Cornegy — who chairs the council’s Minorityan­d Women-Owned Business Enterprise Task Force and once helmed its Small Business Committee — is collaborat­ing with private-waste haulers and the businesses they serve on a bill to make the industry safer, cleaner and more efficient.

The heart of the effort seems to be a plan for new ways to collect industry info and to craft and enforce mutually agreed-on rules.

The Department of Sanitation, meanwhile, is all but ignoring the industry as it plans to split the city into zones and ban individual trucks from operating in more than one zone a night.

That’s actually a step up from an earlier plan that would’ve created mini-monopolies by assigning just one hauler to each zone.

“Everyone agrees on the importance of reforming the commercial-waste industry to increase safety and reduce environmen­tal impacts,” Cornegy says, “but we can achieve these goals faster and more effectivel­y” without the zones.

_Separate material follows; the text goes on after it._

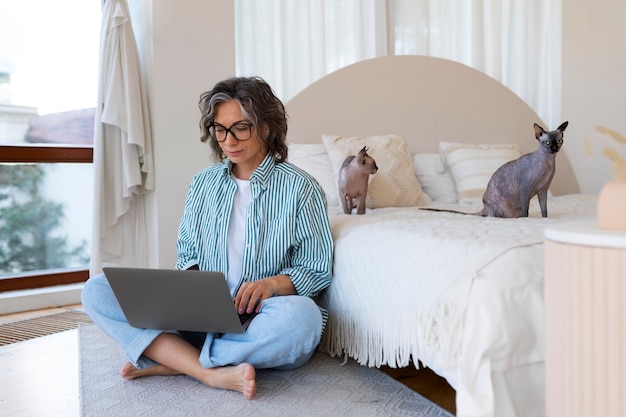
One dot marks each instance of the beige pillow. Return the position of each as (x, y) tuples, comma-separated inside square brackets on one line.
[(395, 183), (473, 165)]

Dividing up the city as DSNY envisions would only “harm small businesses,” he adds.

He’s right — as Los Angeles found out the hard way: Waste-carting prices and complaints there soared after the city imposed a zone plan on its haulers. “We did not project accurately,” LA City Council President Herb Wesson admits. “I was wrong on this one.”

New York’s private-trash-hauling does need reform. As a ProPublica and Voice of America exposé last week revealed, collection routes are sometimes absurdly long and difficult. Drivers race to complete routes, sometimes even running red lights, with sometimes deadly results.

It flagged one Bronx hauler, Sanitation Salvage, with allegation­s of labor violations: off-the-books cash payments, theft, fraud, a sham union, etc. A single driver for the company was involved in two fatal accidents in just months.

Better law enforcemen­t is plainly just the start of what’s needed. But Commission­er Garcia’s insistence that a government bureaucrac­y and centrally imposed zones are necessary to show the industry how to be more efficient was always beyond arrogant. Haulers have enough economic impetus to seek efficiency on their own.

Cornegy’s approach, working with haulers and their customers to find ways to fix problems without causing more of them, is wiser. DSNY should take its cues from him.